I looked down towards my hands and saw that they were resting on paper. That paper commanding me to contemplate my own mortality.
The Divine Feminine
A visit from the muse
Shut up in his dark bedroom, sleep hadn’t yet overtaken the writer, but it was close. Lying on his side, his eyes were almost closed, his body was relaxed, and his mind was growing quiet. He waited, in the silent dark, for sleep to embrace him.
The writer didn’t know how long he had been in that state when it was abruptly interrupted by his door being silently opened. The light now entering his room from elsewhere in the house was very dim, but in it he saw the muse.
It wasn’t her first visit to him, and as in the past, he found her form striking. A thin, taught body, nude except for the long hair cascading across her shoulders and down her back. He was motionless as she entered the room.
Reaching his bed, she gently pushed him onto his back. “You worshiped me well today, over two thousand words of flowing prose. For that, you’ll have a treat, a nice desert.” The writer thought he heard the muse, this Goddess say.
He lay still as she climbed into his bed and over him, pushing the blankets away as she did so. Gracefully she placed a knee next to each of his upper arms and when positioned as needed, she slowly sat on the writer’s mouth.
Captivated, he began to worship with lips and tongue. He felt the muse’s fingertips begin caressing his chest, but soon her gentle touch grew harder, more forceful. Her fingernails found his sensitive nipples, and pinching, squeezing, she transformed them into points of pain.
Lost in a heaven of her creation, the mortal writer worshiped his muse, his Goddess, as he suffered for her. Somewhere, deep within his soul, he remembered the mythological checkered pavement of Jerusalem’s first Temple. Black and white, good and bad, pleasure and pain.
The muse left, as quickly as she had come, and the writer drifted off to sleep. That night he dreamt of that checkered pavement.

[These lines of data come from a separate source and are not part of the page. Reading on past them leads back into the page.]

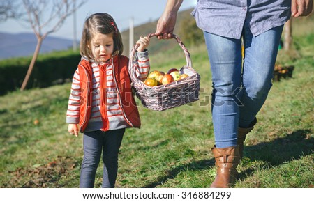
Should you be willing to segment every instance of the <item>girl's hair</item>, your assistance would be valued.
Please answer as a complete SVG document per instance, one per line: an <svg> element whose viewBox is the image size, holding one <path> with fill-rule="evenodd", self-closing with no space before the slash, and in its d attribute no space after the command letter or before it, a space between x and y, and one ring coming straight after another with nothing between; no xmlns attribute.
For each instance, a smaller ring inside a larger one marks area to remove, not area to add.
<svg viewBox="0 0 314 202"><path fill-rule="evenodd" d="M107 13L98 13L89 16L84 23L83 32L80 42L80 52L81 56L89 59L94 59L90 45L93 35L96 33L102 34L112 34L114 40L114 51L112 56L121 55L124 51L122 38L117 24L112 17Z"/></svg>

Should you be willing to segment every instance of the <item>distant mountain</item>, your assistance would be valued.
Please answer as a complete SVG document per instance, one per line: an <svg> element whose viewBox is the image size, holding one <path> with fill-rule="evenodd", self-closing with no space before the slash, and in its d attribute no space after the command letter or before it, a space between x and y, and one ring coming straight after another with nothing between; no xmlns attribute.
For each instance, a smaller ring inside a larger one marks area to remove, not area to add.
<svg viewBox="0 0 314 202"><path fill-rule="evenodd" d="M0 32L0 59L31 56L36 44L37 39L33 33ZM43 42L40 53L68 49L72 46L71 40L48 36Z"/></svg>

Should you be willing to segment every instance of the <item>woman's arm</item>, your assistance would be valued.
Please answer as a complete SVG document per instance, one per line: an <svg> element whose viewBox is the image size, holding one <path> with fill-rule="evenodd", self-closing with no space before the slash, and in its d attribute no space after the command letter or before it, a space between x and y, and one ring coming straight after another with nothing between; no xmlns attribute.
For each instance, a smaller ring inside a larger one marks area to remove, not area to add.
<svg viewBox="0 0 314 202"><path fill-rule="evenodd" d="M293 17L307 16L312 12L312 10L313 0L291 1L291 13Z"/></svg>
<svg viewBox="0 0 314 202"><path fill-rule="evenodd" d="M171 38L177 21L177 14L183 0L168 0L159 18L155 34L158 39Z"/></svg>

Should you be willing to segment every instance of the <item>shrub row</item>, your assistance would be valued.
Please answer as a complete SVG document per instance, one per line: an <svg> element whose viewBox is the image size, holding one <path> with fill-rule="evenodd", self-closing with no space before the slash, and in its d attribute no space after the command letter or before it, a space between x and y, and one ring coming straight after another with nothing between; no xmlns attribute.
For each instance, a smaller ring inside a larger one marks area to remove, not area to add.
<svg viewBox="0 0 314 202"><path fill-rule="evenodd" d="M80 59L78 52L54 52L37 59L27 88L45 88L71 79ZM0 95L19 89L31 58L15 58L0 61Z"/></svg>

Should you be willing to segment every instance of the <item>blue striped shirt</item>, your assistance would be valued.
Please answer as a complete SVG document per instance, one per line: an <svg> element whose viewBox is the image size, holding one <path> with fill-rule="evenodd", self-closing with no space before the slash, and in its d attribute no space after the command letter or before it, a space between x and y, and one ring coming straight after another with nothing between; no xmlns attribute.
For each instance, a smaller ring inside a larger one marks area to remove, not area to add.
<svg viewBox="0 0 314 202"><path fill-rule="evenodd" d="M244 23L254 36L285 24L291 17L291 1L198 0L192 12L199 28L239 39Z"/></svg>

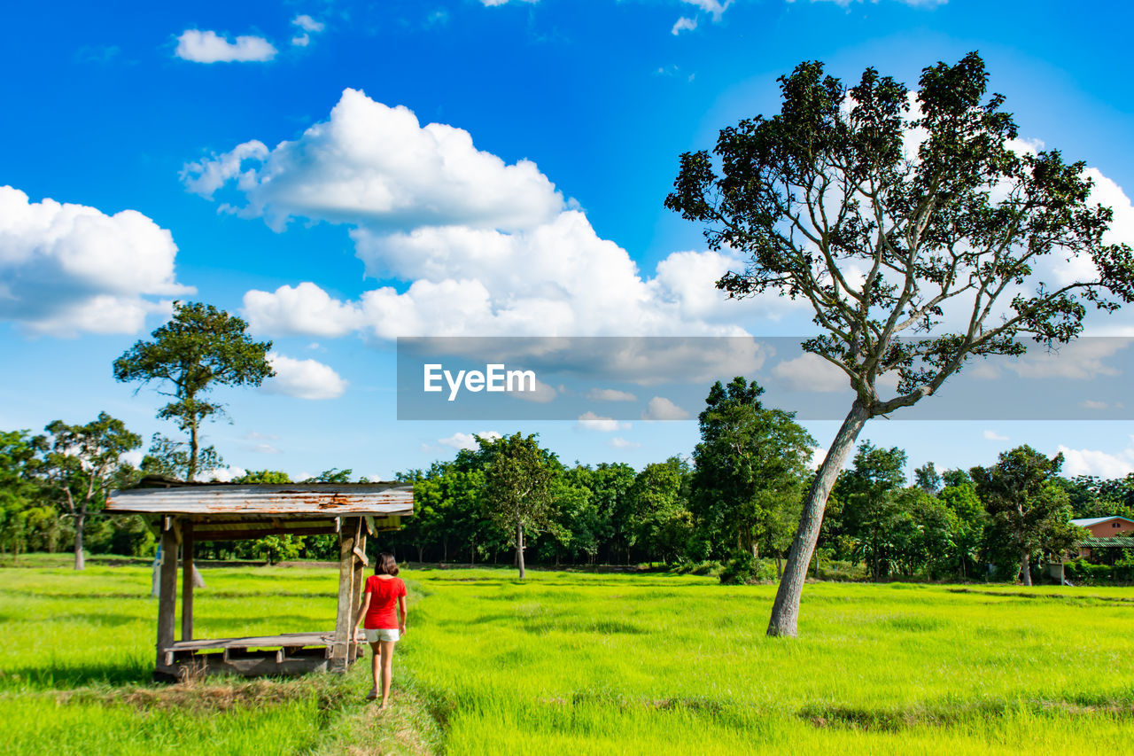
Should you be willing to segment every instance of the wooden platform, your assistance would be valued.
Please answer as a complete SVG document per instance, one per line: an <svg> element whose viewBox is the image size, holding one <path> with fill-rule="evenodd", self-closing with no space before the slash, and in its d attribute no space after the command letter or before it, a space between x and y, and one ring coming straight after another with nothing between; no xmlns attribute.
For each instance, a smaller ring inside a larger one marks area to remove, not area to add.
<svg viewBox="0 0 1134 756"><path fill-rule="evenodd" d="M166 646L155 672L159 679L184 680L195 674L293 675L307 672L345 672L354 662L355 647L346 663L335 654L335 632L286 632L248 638L203 638Z"/></svg>

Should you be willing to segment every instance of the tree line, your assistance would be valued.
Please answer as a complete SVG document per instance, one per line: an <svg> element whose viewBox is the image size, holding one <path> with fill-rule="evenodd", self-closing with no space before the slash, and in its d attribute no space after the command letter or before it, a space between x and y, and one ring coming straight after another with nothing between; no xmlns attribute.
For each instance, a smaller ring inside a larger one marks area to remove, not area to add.
<svg viewBox="0 0 1134 756"><path fill-rule="evenodd" d="M477 437L477 447L397 479L414 486L412 518L382 534L381 547L415 562L671 569L722 565L722 579L779 577L815 471L814 439L793 414L764 406L763 389L737 377L716 383L689 456L635 470L621 462L566 464L536 436ZM149 556L154 537L138 516L100 514L110 490L143 474L189 477L186 444L155 435L138 468L122 461L141 437L105 413L44 432L0 431L0 548ZM215 460L215 453L205 455ZM197 460L200 465L202 460ZM213 462L214 463L214 462ZM896 577L1030 583L1042 562L1085 534L1069 520L1134 519L1134 476L1060 474L1063 456L1019 446L988 467L907 480L906 453L866 440L838 477L814 568L849 565L872 580ZM303 482L352 482L331 469ZM363 480L358 480L363 482ZM248 471L234 482L293 482ZM333 560L333 536L269 536L197 545L201 558ZM1123 552L1109 558L1127 558Z"/></svg>

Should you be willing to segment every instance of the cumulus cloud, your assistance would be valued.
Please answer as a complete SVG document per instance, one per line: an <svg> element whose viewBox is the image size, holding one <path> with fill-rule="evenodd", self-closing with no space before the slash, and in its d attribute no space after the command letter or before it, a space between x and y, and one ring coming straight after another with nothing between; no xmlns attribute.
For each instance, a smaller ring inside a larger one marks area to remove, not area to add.
<svg viewBox="0 0 1134 756"><path fill-rule="evenodd" d="M646 404L642 419L652 420L687 420L689 413L670 402L665 396L654 396Z"/></svg>
<svg viewBox="0 0 1134 756"><path fill-rule="evenodd" d="M669 30L669 33L677 36L682 32L692 32L697 27L697 20L695 18L686 18L682 16L674 23L674 28Z"/></svg>
<svg viewBox="0 0 1134 756"><path fill-rule="evenodd" d="M405 282L352 301L314 283L248 292L245 316L269 334L741 336L737 318L798 306L726 303L713 284L742 264L728 252L675 252L644 276L534 162L507 163L464 129L356 90L297 140L247 141L181 178L277 230L291 218L347 225L367 275Z"/></svg>
<svg viewBox="0 0 1134 756"><path fill-rule="evenodd" d="M494 430L482 430L479 434L455 432L448 438L438 438L437 443L441 444L442 446L451 446L452 448L467 448L469 452L475 452L476 450L480 448L480 445L476 443L477 437L493 439L493 438L500 438L500 434L498 434Z"/></svg>
<svg viewBox="0 0 1134 756"><path fill-rule="evenodd" d="M229 42L217 32L187 28L177 37L174 54L193 62L260 62L274 58L276 48L262 36L242 35Z"/></svg>
<svg viewBox="0 0 1134 756"><path fill-rule="evenodd" d="M594 402L636 402L637 396L629 392L620 392L617 388L592 388L586 393L586 397Z"/></svg>
<svg viewBox="0 0 1134 756"><path fill-rule="evenodd" d="M244 295L244 311L252 330L281 336L344 336L365 322L361 306L332 300L310 282L253 289Z"/></svg>
<svg viewBox="0 0 1134 756"><path fill-rule="evenodd" d="M606 418L587 411L578 417L578 422L575 423L575 427L583 430L598 430L602 434L611 434L616 430L628 429L631 423L615 420L613 418Z"/></svg>
<svg viewBox="0 0 1134 756"><path fill-rule="evenodd" d="M268 361L276 371L274 378L264 381L263 389L295 398L338 398L347 389L347 381L339 373L318 360L295 360L270 352Z"/></svg>
<svg viewBox="0 0 1134 756"><path fill-rule="evenodd" d="M133 334L195 289L174 275L177 245L135 210L112 216L0 186L0 319L29 333Z"/></svg>
<svg viewBox="0 0 1134 756"><path fill-rule="evenodd" d="M327 28L327 24L315 20L307 14L299 14L298 16L293 18L291 25L298 26L301 30L303 30L302 34L297 34L296 36L291 37L291 44L294 44L297 48L307 47L311 43L312 34L318 34L319 32L322 32L324 28Z"/></svg>
<svg viewBox="0 0 1134 756"><path fill-rule="evenodd" d="M231 482L234 479L244 477L247 473L248 471L244 468L234 468L229 465L227 468L209 470L202 476L202 479L205 482L209 482L210 480L215 480L217 482Z"/></svg>
<svg viewBox="0 0 1134 756"><path fill-rule="evenodd" d="M850 379L845 372L811 352L779 362L772 368L772 375L792 390L841 392L850 387Z"/></svg>
<svg viewBox="0 0 1134 756"><path fill-rule="evenodd" d="M384 228L517 229L545 221L562 207L534 162L507 165L474 148L468 132L422 126L408 108L387 107L358 90L344 91L330 120L298 140L268 152L261 146L247 142L186 166L185 180L200 186L204 171L226 166L217 170L239 176L247 199L237 211L262 216L278 229L291 217Z"/></svg>
<svg viewBox="0 0 1134 756"><path fill-rule="evenodd" d="M519 386L517 386L517 389ZM526 388L526 387L525 387ZM556 396L559 395L553 387L547 385L539 378L535 379L535 390L510 390L507 392L508 396L515 396L516 398L522 398L525 402L535 402L536 404L547 404Z"/></svg>
<svg viewBox="0 0 1134 756"><path fill-rule="evenodd" d="M694 2L694 1L695 0L686 0L686 2ZM709 1L711 2L712 0ZM795 0L787 0L787 1L789 3L795 2ZM811 0L811 2L833 2L835 5L840 6L843 8L846 8L852 2L862 2L862 1L863 0ZM878 2L878 0L871 0L871 1ZM938 6L943 6L949 0L897 0L897 2L911 6L913 8L936 8Z"/></svg>
<svg viewBox="0 0 1134 756"><path fill-rule="evenodd" d="M1075 476L1125 478L1134 472L1134 436L1131 436L1131 446L1117 454L1089 448L1070 448L1060 444L1059 453L1064 455L1063 473L1068 478Z"/></svg>
<svg viewBox="0 0 1134 756"><path fill-rule="evenodd" d="M1134 344L1128 337L1088 337L1048 350L1027 343L1029 351L1019 358L983 360L972 375L999 378L1006 371L1021 378L1070 378L1092 380L1100 376L1117 376L1119 370L1107 362L1119 351Z"/></svg>
<svg viewBox="0 0 1134 756"><path fill-rule="evenodd" d="M720 20L721 14L728 10L728 7L733 5L733 0L683 0L686 5L696 6L701 10L712 14L712 19L714 22Z"/></svg>

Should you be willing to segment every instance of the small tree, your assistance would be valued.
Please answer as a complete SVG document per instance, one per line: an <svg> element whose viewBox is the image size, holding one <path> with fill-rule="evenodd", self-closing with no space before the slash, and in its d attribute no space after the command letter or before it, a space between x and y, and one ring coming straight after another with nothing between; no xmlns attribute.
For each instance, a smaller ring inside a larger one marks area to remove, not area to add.
<svg viewBox="0 0 1134 756"><path fill-rule="evenodd" d="M142 445L142 437L126 429L121 420L105 412L85 426L56 420L45 428L50 438L45 469L53 488L75 524L75 569L82 570L83 532L92 510L105 502L107 493L129 479L134 468L122 454Z"/></svg>
<svg viewBox="0 0 1134 756"><path fill-rule="evenodd" d="M150 439L150 450L142 457L142 472L147 476L163 476L178 480L189 480L188 444L174 440L162 434L154 434ZM194 474L222 468L225 461L213 445L197 451Z"/></svg>
<svg viewBox="0 0 1134 756"><path fill-rule="evenodd" d="M1057 484L1063 454L1050 460L1031 446L1000 454L996 467L973 468L976 493L989 515L990 546L1019 560L1019 578L1032 585L1032 557L1061 554L1081 530L1070 524L1070 501Z"/></svg>
<svg viewBox="0 0 1134 756"><path fill-rule="evenodd" d="M0 549L10 548L12 562L26 545L28 520L41 509L36 446L26 430L0 430Z"/></svg>
<svg viewBox="0 0 1134 756"><path fill-rule="evenodd" d="M153 341L137 342L115 360L115 379L156 381L171 397L158 412L189 436L186 480L194 480L200 463L200 429L223 406L203 397L214 386L259 386L276 373L268 363L271 342L255 342L247 324L211 304L174 303L174 317L154 330Z"/></svg>
<svg viewBox="0 0 1134 756"><path fill-rule="evenodd" d="M926 462L914 470L914 481L926 494L936 496L937 492L941 490L941 474L932 462Z"/></svg>
<svg viewBox="0 0 1134 756"><path fill-rule="evenodd" d="M476 440L482 452L491 454L484 473L485 513L515 534L516 568L523 580L525 532L538 532L552 522L553 457L540 448L534 435L517 432L494 439L477 436Z"/></svg>
<svg viewBox="0 0 1134 756"><path fill-rule="evenodd" d="M778 535L784 510L798 506L815 444L794 413L765 409L763 393L741 376L728 386L713 384L693 451L697 514L718 537L730 537L753 556L761 541Z"/></svg>
<svg viewBox="0 0 1134 756"><path fill-rule="evenodd" d="M855 393L804 499L768 625L795 636L827 498L863 425L934 394L970 358L1023 353L1018 337L1075 338L1088 305L1134 300L1134 255L1103 242L1112 212L1088 203L1083 162L1009 148L1016 125L1001 95L985 96L975 52L925 68L916 108L873 68L850 89L820 62L779 81L780 112L722 129L718 166L705 151L682 156L666 207L704 224L710 247L748 258L717 284L730 296L806 301L820 335L803 348ZM1035 275L1073 257L1091 274ZM887 373L894 396L879 390Z"/></svg>

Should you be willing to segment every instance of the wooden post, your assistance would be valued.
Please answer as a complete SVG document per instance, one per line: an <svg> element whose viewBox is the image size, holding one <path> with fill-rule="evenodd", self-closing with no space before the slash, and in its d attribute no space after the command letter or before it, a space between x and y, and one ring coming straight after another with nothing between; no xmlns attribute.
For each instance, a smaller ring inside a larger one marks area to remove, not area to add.
<svg viewBox="0 0 1134 756"><path fill-rule="evenodd" d="M335 640L331 646L331 669L346 671L349 665L349 641L354 631L354 547L358 532L357 518L344 518L339 530L339 604L335 618Z"/></svg>
<svg viewBox="0 0 1134 756"><path fill-rule="evenodd" d="M362 518L358 518L358 537L355 540L354 553L362 554L364 556L366 554L366 527L363 524ZM358 610L358 606L362 604L362 589L365 582L366 582L366 563L356 556L354 563L354 585L350 591L350 605L354 607L350 614L352 630L354 628L354 612L356 612ZM358 658L358 644L354 642L353 631L350 633L349 658L352 662Z"/></svg>
<svg viewBox="0 0 1134 756"><path fill-rule="evenodd" d="M158 667L166 665L166 649L174 645L177 615L177 534L172 518L164 518L161 531L161 579L158 597Z"/></svg>
<svg viewBox="0 0 1134 756"><path fill-rule="evenodd" d="M193 521L181 523L181 640L193 640Z"/></svg>

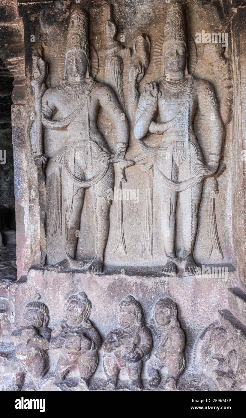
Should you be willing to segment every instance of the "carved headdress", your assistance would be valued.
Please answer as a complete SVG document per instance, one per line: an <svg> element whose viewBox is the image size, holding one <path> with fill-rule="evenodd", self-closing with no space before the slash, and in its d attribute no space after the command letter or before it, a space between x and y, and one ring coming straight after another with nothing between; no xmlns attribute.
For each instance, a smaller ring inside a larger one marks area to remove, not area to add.
<svg viewBox="0 0 246 418"><path fill-rule="evenodd" d="M168 6L164 29L163 51L175 42L182 42L187 51L186 20L180 3L171 3Z"/></svg>
<svg viewBox="0 0 246 418"><path fill-rule="evenodd" d="M76 295L72 295L71 296L69 296L67 301L66 307L72 301L78 302L81 305L85 305L86 310L84 320L88 319L91 312L91 303L88 299L85 292L79 292Z"/></svg>
<svg viewBox="0 0 246 418"><path fill-rule="evenodd" d="M82 9L75 9L71 16L67 38L66 58L69 52L82 51L88 61L90 58L88 43L88 17Z"/></svg>
<svg viewBox="0 0 246 418"><path fill-rule="evenodd" d="M45 303L39 301L40 298L41 296L39 293L36 293L34 296L34 300L33 302L30 302L27 303L25 306L25 308L27 309L37 309L38 311L41 311L43 314L44 314L45 315L47 316L48 313L48 308Z"/></svg>

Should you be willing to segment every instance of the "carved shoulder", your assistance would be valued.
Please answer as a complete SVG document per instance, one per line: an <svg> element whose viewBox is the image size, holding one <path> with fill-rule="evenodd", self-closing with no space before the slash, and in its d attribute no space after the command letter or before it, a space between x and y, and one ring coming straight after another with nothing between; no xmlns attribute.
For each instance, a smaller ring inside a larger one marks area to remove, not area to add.
<svg viewBox="0 0 246 418"><path fill-rule="evenodd" d="M49 106L54 106L57 101L59 91L57 87L48 89L43 95L42 101L43 105L48 102Z"/></svg>
<svg viewBox="0 0 246 418"><path fill-rule="evenodd" d="M217 107L217 101L213 85L207 80L195 79L194 87L199 98Z"/></svg>
<svg viewBox="0 0 246 418"><path fill-rule="evenodd" d="M106 104L117 99L113 89L104 83L96 83L93 89L100 102Z"/></svg>
<svg viewBox="0 0 246 418"><path fill-rule="evenodd" d="M66 329L66 324L65 321L62 321L60 322L58 322L57 324L56 324L51 332L51 338L59 335L62 331Z"/></svg>

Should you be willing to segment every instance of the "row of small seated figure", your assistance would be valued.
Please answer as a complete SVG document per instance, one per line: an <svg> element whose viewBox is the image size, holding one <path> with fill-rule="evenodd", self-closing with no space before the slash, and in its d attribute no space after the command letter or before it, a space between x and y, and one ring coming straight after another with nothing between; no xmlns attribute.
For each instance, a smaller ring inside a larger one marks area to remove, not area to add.
<svg viewBox="0 0 246 418"><path fill-rule="evenodd" d="M91 303L83 292L68 298L64 319L51 330L48 328L48 308L36 300L25 308L23 326L13 332L15 355L12 385L8 390L20 390L27 373L38 390L48 371L47 350L60 349L53 375L55 384L61 384L68 373L78 369L80 383L88 388L98 364L101 337L89 320ZM166 371L163 387L175 390L185 364L185 336L177 319L177 307L169 297L156 302L153 317L146 324L141 305L130 295L120 303L119 328L108 333L103 343L103 365L106 388L115 389L120 370L126 371L131 390L143 388L141 376L143 363L149 377L148 385L161 383L160 372Z"/></svg>

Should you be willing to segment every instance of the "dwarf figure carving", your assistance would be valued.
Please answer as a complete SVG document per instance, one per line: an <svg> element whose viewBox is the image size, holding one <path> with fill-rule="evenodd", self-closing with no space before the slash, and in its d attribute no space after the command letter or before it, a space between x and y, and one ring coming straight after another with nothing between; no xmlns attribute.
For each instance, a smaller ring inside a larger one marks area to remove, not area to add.
<svg viewBox="0 0 246 418"><path fill-rule="evenodd" d="M16 359L12 368L13 384L10 390L20 390L28 374L37 390L38 383L48 370L49 357L46 350L49 348L51 330L48 308L39 301L40 295L28 303L24 313L23 325L12 334Z"/></svg>
<svg viewBox="0 0 246 418"><path fill-rule="evenodd" d="M150 328L154 342L153 353L148 362L148 385L157 387L159 372L166 371L165 387L175 390L178 379L184 369L185 335L177 319L177 306L170 298L159 299L156 304Z"/></svg>
<svg viewBox="0 0 246 418"><path fill-rule="evenodd" d="M104 254L109 229L111 200L108 190L113 189L113 163L123 161L127 146L128 125L113 89L96 82L90 76L88 18L80 8L72 13L66 48L65 71L59 85L48 89L42 98L42 123L51 129L66 128L67 145L53 157L56 166L52 186L51 219L48 236L62 232L62 213L65 219L66 258L55 266L58 270L68 267L84 267L76 257L78 234L85 193L88 189L94 215L94 256L88 268L91 273L102 273ZM115 125L117 145L111 153L97 125L102 107ZM53 120L59 111L62 119ZM40 162L45 156L40 155ZM40 162L40 163L41 163ZM65 210L62 190L64 192Z"/></svg>
<svg viewBox="0 0 246 418"><path fill-rule="evenodd" d="M146 84L134 126L137 140L144 139L148 133L162 135L160 147L148 150L149 155L145 157L149 157L151 152L146 167L149 170L153 166L159 203L167 258L163 273L171 276L176 275L177 266L185 275L195 274L193 255L203 183L218 169L223 138L223 124L212 86L188 72L185 29L183 6L172 3L167 8L164 31L163 74L157 82ZM206 162L193 128L197 108L209 130L209 158ZM157 114L158 118L155 121ZM177 242L176 233L178 196L182 214L183 243ZM183 250L181 257L177 256L177 248Z"/></svg>
<svg viewBox="0 0 246 418"><path fill-rule="evenodd" d="M238 354L236 342L229 339L223 326L211 332L209 346L204 354L204 372L220 390L229 390L236 382Z"/></svg>
<svg viewBox="0 0 246 418"><path fill-rule="evenodd" d="M149 358L152 339L144 325L140 303L128 296L119 305L120 327L110 331L103 344L103 367L107 387L115 389L121 369L126 370L132 390L143 389L141 380L143 362Z"/></svg>
<svg viewBox="0 0 246 418"><path fill-rule="evenodd" d="M82 292L68 298L65 309L65 319L55 326L51 333L51 348L62 347L55 375L60 383L78 367L81 382L88 388L101 343L99 334L89 319L91 303Z"/></svg>

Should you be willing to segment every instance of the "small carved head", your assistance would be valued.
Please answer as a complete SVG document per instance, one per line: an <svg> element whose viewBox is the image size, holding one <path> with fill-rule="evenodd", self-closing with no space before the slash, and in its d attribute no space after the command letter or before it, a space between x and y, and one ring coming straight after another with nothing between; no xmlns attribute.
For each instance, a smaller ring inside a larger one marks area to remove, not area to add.
<svg viewBox="0 0 246 418"><path fill-rule="evenodd" d="M143 324L143 312L139 302L129 295L119 304L118 313L119 324L124 329L130 329Z"/></svg>
<svg viewBox="0 0 246 418"><path fill-rule="evenodd" d="M36 328L46 326L49 322L48 311L46 305L39 302L40 295L37 293L34 301L27 303L24 313L24 325L32 326Z"/></svg>
<svg viewBox="0 0 246 418"><path fill-rule="evenodd" d="M90 317L91 303L84 292L72 295L68 298L66 306L66 319L72 326L80 325Z"/></svg>
<svg viewBox="0 0 246 418"><path fill-rule="evenodd" d="M66 73L69 80L79 82L83 79L88 68L88 62L83 51L69 52L66 59Z"/></svg>
<svg viewBox="0 0 246 418"><path fill-rule="evenodd" d="M203 52L206 56L215 62L220 57L223 56L224 52L223 47L221 43L207 43L203 48Z"/></svg>
<svg viewBox="0 0 246 418"><path fill-rule="evenodd" d="M165 326L177 318L177 306L171 298L162 298L156 303L154 313L156 322L159 326Z"/></svg>
<svg viewBox="0 0 246 418"><path fill-rule="evenodd" d="M187 53L186 20L183 8L178 2L168 6L163 35L162 53L166 73L184 70Z"/></svg>
<svg viewBox="0 0 246 418"><path fill-rule="evenodd" d="M242 390L246 389L246 358L238 362L236 374L236 380Z"/></svg>
<svg viewBox="0 0 246 418"><path fill-rule="evenodd" d="M110 46L115 44L117 31L115 24L110 20L106 20L104 23L104 39L107 45Z"/></svg>
<svg viewBox="0 0 246 418"><path fill-rule="evenodd" d="M164 66L166 72L178 72L184 70L186 63L186 52L183 42L174 42L173 45L165 48L163 53Z"/></svg>
<svg viewBox="0 0 246 418"><path fill-rule="evenodd" d="M227 332L223 326L217 326L213 329L209 340L210 349L213 353L218 353L222 349L228 339Z"/></svg>

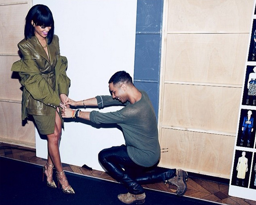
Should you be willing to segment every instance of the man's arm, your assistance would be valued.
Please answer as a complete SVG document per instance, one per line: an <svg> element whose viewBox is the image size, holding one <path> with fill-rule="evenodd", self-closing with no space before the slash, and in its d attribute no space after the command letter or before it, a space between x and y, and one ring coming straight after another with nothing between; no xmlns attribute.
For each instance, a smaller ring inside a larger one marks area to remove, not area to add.
<svg viewBox="0 0 256 205"><path fill-rule="evenodd" d="M96 97L88 99L87 100L83 100L80 101L75 101L70 98L65 103L65 105L69 104L73 106L98 106L97 99Z"/></svg>
<svg viewBox="0 0 256 205"><path fill-rule="evenodd" d="M62 110L61 116L64 118L82 118L90 121L90 112L78 111L70 108L65 108Z"/></svg>

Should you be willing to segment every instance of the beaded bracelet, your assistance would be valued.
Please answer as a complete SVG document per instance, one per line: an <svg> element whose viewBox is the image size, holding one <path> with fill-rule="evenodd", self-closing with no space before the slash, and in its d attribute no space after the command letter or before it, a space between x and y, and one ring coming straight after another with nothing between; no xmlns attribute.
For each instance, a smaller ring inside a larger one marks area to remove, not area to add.
<svg viewBox="0 0 256 205"><path fill-rule="evenodd" d="M81 111L81 110L80 109L78 109L76 111L76 113L75 113L75 118L79 117L79 112L80 111Z"/></svg>
<svg viewBox="0 0 256 205"><path fill-rule="evenodd" d="M74 118L75 117L75 114L76 114L76 112L75 110L73 110L72 111L72 118Z"/></svg>
<svg viewBox="0 0 256 205"><path fill-rule="evenodd" d="M84 104L84 109L85 109L85 108L86 108L86 107L85 106L85 105L84 104L84 100L83 100L83 104Z"/></svg>

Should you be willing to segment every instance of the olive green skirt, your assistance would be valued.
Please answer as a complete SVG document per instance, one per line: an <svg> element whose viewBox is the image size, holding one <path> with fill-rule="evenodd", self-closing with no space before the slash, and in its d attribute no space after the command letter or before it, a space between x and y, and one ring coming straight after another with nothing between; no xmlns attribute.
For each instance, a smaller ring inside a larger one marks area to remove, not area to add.
<svg viewBox="0 0 256 205"><path fill-rule="evenodd" d="M41 135L50 135L54 132L55 126L55 113L48 116L32 115L35 120L38 132ZM64 120L61 117L61 112L58 113L61 120L62 128L64 128Z"/></svg>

Dreamt of the lesson it teaches. That to truly know pleasure we must know pain, to truly know good we must know evil.
I close this odd little post with a thought from Louis L’amour:
“You asked if I have reverence? I have reverence for truth, but I do not know what truth is. I suspect there are many truths, and therefore, I suspect all who claim to have the truth.”
Solid prose on both accounts. Not quite outside the circumscription of the Compasses, lol.
I feel these could be snapshots within a larger story of one's Masonic journey.
I haved lived a few situations like this, bravo to you Sir, for knowing the difference betwixt a cable tow and cable chain. I am currently writing a novel that starts with a man eating a salad. "No great story ever started with a man eating a salad" is often said. "Wanna bet" says I.